En mai 2005, l’opérateur belge surprend le marché en décrochant les droits de diffusion du football belge professionnel (D1 & D2) pour les trois prochaines saisons via sa filiale Skynet iMotions Activities. Cette action préfigure le lancement imminent de Belgacom TV qui voit le jour en juin 2005. Cette offre de télévision numérique via l’ ADSL est la première du genre en Belgique et transforme Belgacom en un quadruple player offrant la téléphonie fixe, la téléphonie mobile, l’ accès à internet à haut débit ainsi que la télévision. Elle permet en outre à l’entreprise belge de garantir de nouvelles sources de revenus dans la mesure où les marges dégagées par ses activités historiques sont de plus en plus faibles.

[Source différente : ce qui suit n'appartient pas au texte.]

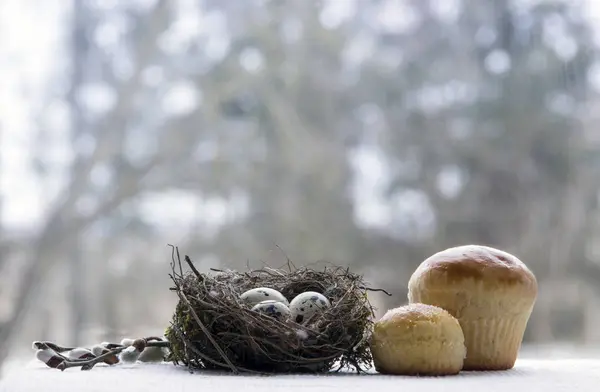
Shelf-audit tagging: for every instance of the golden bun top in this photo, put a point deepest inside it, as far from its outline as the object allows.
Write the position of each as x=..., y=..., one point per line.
x=423, y=321
x=474, y=263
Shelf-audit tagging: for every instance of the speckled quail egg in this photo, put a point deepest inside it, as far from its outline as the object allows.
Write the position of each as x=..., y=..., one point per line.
x=276, y=309
x=306, y=304
x=254, y=296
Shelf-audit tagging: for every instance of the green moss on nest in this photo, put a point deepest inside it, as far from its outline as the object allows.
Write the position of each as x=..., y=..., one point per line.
x=212, y=329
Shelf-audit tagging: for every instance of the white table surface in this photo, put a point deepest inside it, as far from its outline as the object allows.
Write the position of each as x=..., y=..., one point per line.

2005 est aussi l’année de l’offre publique d’achat sur Telindus, entreprise leader dans le secteur de l’intégration des réseaux. Une première offre, considérée comme hostile par la direction de Telindus, est faite dans le courant du mois de septembre. C’est le début d’une saga boursière qui durera pratiquement quatre mois. Les tensions sont vives entre les deux sociétés et les différents intervenants dans ce dossier se font la guerre par voie de presse. Après une contre- OPA emmenée par France Telecom, c’est finalement Belgacom qui remporte la mise et qui parvient, fin décembre, à un accord conditionnel sur un partenariat.

L’année 2006 est principalement marquée par le rachat au mois d’août des 25 % de Proximus détenus par Vodafone. Cette opération permet à Belgacom de se préparer au mieux à la convergence. En effet, la tendance du marché semble se diriger vers des offres de services groupés. Les fournisseurs de service de télécommunications en Belgique répondent de plus en plus aux besoins des utilisateurs en proposant des solutions allant de services commercialisés séparément à des offres « quadruple play » groupées et complètes. Également en 2006, Telindus et Belgacom étendent leur portefeuille ICT sous la nouvelle marque Telindus/Belgacom ICT.

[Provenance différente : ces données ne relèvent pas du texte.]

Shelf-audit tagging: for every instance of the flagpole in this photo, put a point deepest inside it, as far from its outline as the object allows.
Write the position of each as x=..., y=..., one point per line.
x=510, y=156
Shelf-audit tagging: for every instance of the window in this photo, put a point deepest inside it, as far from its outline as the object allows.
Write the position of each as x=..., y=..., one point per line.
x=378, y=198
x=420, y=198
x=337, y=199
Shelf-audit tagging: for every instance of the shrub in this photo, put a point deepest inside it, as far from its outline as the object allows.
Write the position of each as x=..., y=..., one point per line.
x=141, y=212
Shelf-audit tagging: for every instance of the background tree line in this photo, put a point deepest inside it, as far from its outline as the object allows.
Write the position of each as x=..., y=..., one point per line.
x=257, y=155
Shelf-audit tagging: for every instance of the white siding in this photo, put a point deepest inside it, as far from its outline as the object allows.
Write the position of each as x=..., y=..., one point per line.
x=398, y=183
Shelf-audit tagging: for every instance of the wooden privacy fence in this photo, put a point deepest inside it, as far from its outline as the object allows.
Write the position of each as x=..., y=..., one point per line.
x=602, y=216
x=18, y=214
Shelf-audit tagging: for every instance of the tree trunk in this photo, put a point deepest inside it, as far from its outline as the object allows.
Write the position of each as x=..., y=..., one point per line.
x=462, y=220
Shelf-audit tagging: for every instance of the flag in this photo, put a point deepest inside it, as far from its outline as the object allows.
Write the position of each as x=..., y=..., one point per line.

Le mois d’avril 2007 est marqué par le lancement des « Packs », premières offres groupées de Proximus et Belgacom. Côté télévision, Belgacom continue à développer son offre de télévision numérique. Fin décembre 2007, l’entreprise comptait 305 319 clients Belgacom TV. Le taux de couverture de la télévision numérique est quant à lui de 80 % de la population.

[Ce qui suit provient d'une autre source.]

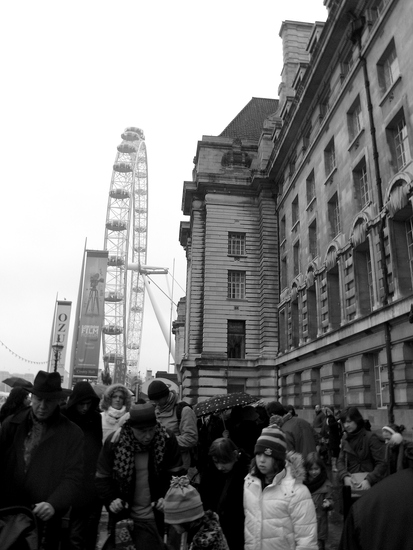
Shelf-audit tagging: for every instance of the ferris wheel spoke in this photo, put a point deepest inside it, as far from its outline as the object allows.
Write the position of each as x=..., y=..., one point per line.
x=126, y=243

Le début de l’année 2008 est marqué par le rachat de Scarlet et de Tele2 Luxembourg. Belgacom rachète son concurrent direct Scarlet pour une somme 185 millions d’euros ce qui provoque un polémique car le groupe absorbe un concurrent direct. Le dossier se trouve actuellement auprès des autorités chargées de la concurrence. Belgacom achète aussi en juin 2008 les opérations de Tele2 au Luxembourg et au Liechtenstein.

2009 - 2013

En mars 2009, Belgacom crée Pingping comme moyen de paiement mobile.

En avril 2011, Belgacom achète la section belge de la chaine de magasin de téléphone mobile The Phone House à The Carphone Warehouse Group. En septembre de la même année, l'avenir de Belgacom pourrait passer par une privatisation décidée par l'état [4].

2014 à nos jours

Le 1er juin 2015, la dernière cabine téléphonique publique est retirée [5].